In [None]:
from pathlib import Path
import pandas as pd

# ================== PATHS ==================
DATA_RAW = Path("../data_raw")
INJURY_DIR = DATA_RAW / "injury_reports_raw"
INJURY_CSV = INJURY_DIR / "latest_injury.csv"
OUT_CSV = INJURY_DIR / "latest_injury_team_status.csv"

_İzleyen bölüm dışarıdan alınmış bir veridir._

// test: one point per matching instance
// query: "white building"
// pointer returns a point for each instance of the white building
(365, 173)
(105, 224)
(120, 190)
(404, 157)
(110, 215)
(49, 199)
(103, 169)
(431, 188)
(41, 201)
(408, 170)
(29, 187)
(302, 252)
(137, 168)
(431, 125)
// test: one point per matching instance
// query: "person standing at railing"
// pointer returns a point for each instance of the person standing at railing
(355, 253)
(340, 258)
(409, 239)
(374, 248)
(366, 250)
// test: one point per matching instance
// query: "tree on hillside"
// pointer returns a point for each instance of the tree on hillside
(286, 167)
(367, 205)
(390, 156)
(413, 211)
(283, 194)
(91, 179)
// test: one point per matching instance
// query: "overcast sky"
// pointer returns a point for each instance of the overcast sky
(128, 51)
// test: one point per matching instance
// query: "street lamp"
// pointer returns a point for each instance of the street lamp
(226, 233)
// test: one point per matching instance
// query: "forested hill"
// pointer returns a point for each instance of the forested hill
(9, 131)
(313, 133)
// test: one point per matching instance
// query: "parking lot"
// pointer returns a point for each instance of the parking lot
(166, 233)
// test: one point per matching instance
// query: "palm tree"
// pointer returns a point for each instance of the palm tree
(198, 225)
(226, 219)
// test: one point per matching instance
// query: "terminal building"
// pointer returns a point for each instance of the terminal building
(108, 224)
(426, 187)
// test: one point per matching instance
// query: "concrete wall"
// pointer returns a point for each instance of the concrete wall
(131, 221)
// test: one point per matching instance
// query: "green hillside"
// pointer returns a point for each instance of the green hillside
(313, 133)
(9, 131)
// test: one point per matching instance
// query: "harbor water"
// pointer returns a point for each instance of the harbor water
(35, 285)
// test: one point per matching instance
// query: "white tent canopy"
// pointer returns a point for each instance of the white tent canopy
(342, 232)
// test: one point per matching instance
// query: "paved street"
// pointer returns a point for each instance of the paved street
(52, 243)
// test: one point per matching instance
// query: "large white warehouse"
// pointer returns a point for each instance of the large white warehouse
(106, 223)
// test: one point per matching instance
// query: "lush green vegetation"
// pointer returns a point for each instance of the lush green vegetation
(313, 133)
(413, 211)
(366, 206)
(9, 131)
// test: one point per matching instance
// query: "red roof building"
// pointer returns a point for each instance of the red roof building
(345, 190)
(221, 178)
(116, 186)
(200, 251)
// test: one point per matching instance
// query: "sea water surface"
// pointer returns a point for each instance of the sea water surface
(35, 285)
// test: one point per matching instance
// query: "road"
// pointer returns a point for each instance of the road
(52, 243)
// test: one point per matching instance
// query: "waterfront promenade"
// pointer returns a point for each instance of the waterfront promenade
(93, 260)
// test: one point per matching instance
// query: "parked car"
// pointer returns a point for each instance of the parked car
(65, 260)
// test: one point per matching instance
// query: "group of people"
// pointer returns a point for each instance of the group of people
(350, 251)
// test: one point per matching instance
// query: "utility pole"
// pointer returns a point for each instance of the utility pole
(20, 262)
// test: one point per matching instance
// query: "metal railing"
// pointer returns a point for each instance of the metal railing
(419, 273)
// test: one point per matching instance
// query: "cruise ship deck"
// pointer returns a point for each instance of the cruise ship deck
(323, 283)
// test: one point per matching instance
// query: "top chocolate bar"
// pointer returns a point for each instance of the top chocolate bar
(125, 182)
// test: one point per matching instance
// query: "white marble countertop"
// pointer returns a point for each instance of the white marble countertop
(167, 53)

# ================== LOAD ==================
if not INJURY_CSV.exists():
    raise FileNotFoundError(
        f"❌ latest_injury.csv bulunamadı: {INJURY_CSV.resolve()}\n"
        "Önce download_injury_report.py çalıştırılmalı."
    )

df = pd.read_csv(INJURY_CSV)
# kolon isimlerini temizle
df.columns = df.columns.str.strip()

print(f"✅ Injury CSV yüklendi: {INJURY_CSV}")
print("Rows:", len(df))

✅ Injury CSV yüklendi: ..\data_raw\injury_reports_raw\latest_injury.csv
Rows: 70


In [9]:
# ================== CLEAN ==================
# kolon adlarını normalize et
col_map = {c.lower().strip(): c for c in df.columns}
if "player_name" not in col_map:
    raise ValueError(f"player_name kolonu yok: {df.columns}")

# Sadece oyuncu satırları
df = df[df[col_map["player_name"]].notna()].copy()

# Status normalize
status_col = col_map.get("status", "status")
df[status_col] = df[status_col].str.upper().str.strip()

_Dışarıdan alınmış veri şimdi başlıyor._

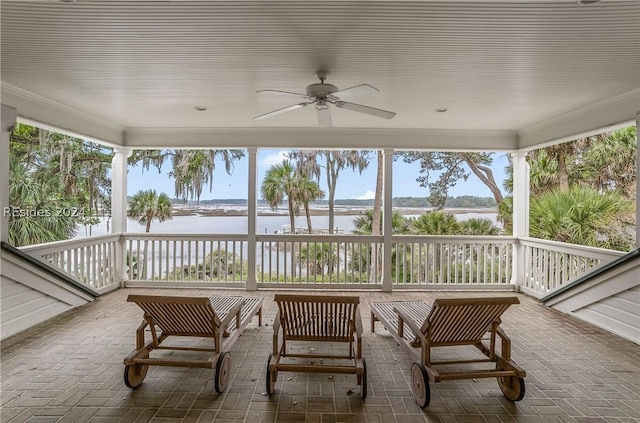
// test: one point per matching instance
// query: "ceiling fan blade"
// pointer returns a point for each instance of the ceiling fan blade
(352, 92)
(385, 114)
(324, 117)
(283, 110)
(282, 93)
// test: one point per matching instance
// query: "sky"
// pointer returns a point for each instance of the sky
(350, 184)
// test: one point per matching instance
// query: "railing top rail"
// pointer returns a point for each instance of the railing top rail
(68, 244)
(320, 238)
(464, 239)
(581, 250)
(184, 237)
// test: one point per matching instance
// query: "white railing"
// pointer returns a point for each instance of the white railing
(186, 258)
(322, 260)
(549, 264)
(318, 259)
(91, 261)
(451, 260)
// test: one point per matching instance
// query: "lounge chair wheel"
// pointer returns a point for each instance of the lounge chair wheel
(363, 388)
(512, 387)
(222, 371)
(420, 385)
(271, 377)
(134, 374)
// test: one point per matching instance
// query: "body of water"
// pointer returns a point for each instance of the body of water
(238, 224)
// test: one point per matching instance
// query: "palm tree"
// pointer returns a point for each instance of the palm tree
(147, 205)
(318, 256)
(282, 181)
(363, 223)
(581, 216)
(335, 161)
(435, 223)
(192, 169)
(479, 226)
(308, 191)
(39, 208)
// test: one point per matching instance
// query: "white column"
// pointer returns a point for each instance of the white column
(119, 207)
(387, 220)
(252, 215)
(520, 213)
(8, 122)
(637, 185)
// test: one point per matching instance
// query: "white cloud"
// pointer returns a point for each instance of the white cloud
(273, 158)
(369, 195)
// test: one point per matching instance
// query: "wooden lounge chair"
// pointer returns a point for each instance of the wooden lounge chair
(312, 318)
(452, 322)
(220, 318)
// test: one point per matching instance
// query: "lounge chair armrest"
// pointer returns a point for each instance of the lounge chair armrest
(407, 320)
(358, 325)
(276, 332)
(233, 314)
(140, 334)
(505, 343)
(358, 335)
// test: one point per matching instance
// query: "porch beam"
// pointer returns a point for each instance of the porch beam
(327, 138)
(47, 114)
(387, 220)
(252, 216)
(611, 114)
(520, 214)
(8, 123)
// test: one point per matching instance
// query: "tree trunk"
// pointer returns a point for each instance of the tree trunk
(485, 174)
(376, 266)
(308, 213)
(292, 217)
(563, 176)
(331, 186)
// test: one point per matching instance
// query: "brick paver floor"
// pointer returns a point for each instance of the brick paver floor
(70, 370)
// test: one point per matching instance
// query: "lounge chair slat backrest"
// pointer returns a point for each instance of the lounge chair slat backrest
(452, 321)
(185, 315)
(322, 318)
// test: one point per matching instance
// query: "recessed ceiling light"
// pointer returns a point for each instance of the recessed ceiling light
(587, 2)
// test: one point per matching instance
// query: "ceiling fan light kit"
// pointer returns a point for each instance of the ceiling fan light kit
(322, 94)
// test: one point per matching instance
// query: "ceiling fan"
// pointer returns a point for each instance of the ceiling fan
(322, 95)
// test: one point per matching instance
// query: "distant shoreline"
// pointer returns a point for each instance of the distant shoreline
(215, 211)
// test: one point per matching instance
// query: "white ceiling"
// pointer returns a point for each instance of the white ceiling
(131, 72)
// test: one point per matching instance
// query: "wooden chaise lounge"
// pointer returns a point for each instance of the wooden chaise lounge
(452, 322)
(220, 318)
(313, 318)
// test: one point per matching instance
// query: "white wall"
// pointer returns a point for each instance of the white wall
(610, 301)
(29, 295)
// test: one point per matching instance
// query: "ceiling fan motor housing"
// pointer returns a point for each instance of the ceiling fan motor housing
(320, 90)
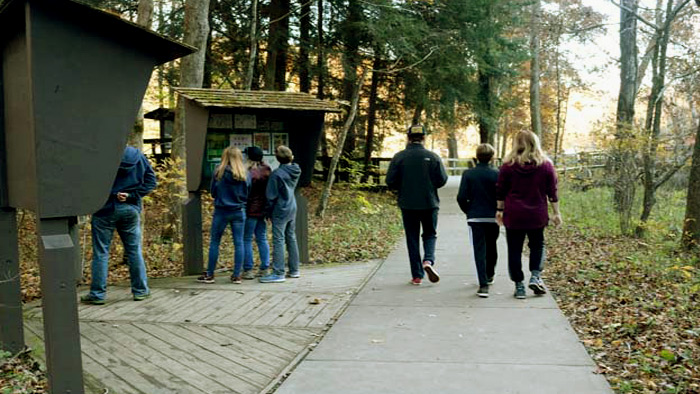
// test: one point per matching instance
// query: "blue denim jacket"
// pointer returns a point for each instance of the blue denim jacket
(229, 193)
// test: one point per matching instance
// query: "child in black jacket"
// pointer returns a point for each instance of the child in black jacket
(477, 198)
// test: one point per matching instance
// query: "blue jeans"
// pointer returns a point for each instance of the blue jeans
(413, 219)
(284, 233)
(126, 220)
(221, 219)
(258, 227)
(516, 240)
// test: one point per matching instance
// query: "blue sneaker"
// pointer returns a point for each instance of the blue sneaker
(92, 300)
(272, 278)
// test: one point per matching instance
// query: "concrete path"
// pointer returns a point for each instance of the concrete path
(395, 337)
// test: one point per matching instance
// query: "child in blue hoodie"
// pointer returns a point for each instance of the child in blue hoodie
(122, 212)
(282, 208)
(229, 187)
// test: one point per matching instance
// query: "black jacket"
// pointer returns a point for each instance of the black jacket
(416, 173)
(477, 192)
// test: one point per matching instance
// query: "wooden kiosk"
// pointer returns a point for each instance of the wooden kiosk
(215, 119)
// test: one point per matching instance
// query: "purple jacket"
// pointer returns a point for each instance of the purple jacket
(525, 190)
(256, 198)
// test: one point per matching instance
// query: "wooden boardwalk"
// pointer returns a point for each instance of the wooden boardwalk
(198, 338)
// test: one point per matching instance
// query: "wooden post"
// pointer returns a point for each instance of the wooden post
(59, 305)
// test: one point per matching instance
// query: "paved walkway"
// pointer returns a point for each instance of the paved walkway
(441, 338)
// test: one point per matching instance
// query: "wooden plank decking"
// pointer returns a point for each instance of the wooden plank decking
(198, 338)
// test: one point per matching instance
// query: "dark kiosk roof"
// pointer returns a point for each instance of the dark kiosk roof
(264, 99)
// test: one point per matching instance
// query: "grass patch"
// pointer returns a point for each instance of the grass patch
(20, 374)
(633, 302)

VALID_STATUSES = {"OUT", "QUESTIONABLE", "DOUBTFUL"}
df = df[df[status_col].isin(VALID_STATUSES)]

# ================== ONE-HOT → BINARY ==================
df["inj_out"] = (df[status_col] == "OUT").astype(int)
df["inj_questionable"] = (df[status_col] == "QUESTIONABLE").astype(int)
df["inj_doubtful"] = (df[status_col] == "DOUBTFUL").astype(int)

# player_name ve team sütunlarını sabitle
player_col = col_map["player_name"]
team_col = col_map.get("team", "team")

In [10]:
# ================== DEDUP ==================
# Aynı oyuncu + maç için tek satır
df = (
    df.sort_values(
        [player_col, "game_date", "game_time_et", status_col],
        na_position="last"
    )
    .drop_duplicates(
        subset=[player_col, "game_date", "matchup"],
        keep="first"
    )
)

# player/team kolonlarını yeniden adlandır
if player_col != "player_name":
    df = df.rename(columns={player_col: "player_name"})
if team_col != "team":
    df = df.rename(columns={team_col: "team"})

In [12]:
# ================== SELECT ==================
KEEP_COLS = [
    "report_datetime",
    "game_date",
    "game_time_et",
    "matchup",
    "team",
    "player_name",
    "inj_out",
    "inj_questionable",
    "inj_doubtful",
]

# Eksik kolonları varsa doldur
for col in KEEP_COLS:
    if col not in df.columns:
        df[col] = None

df_out = df[KEEP_COLS]

In [13]:
# ================== SAVE ==================
df_out.to_csv(OUT_CSV, index=False)

print(f"✅ Oyuncu bazlı injury CSV kaydedildi:\n{OUT_CSV.resolve()}")
print("Rows:", len(df_out))

✅ Oyuncu bazlı injury CSV kaydedildi:
C:\Users\ersan\OneDrive\Masaüstü\ders\ceng481\NBA-Game-Prediction-using-Artificial-Neural-Networks\data_raw\injury_reports_raw\latest_injury_team_status.csv
Rows: 93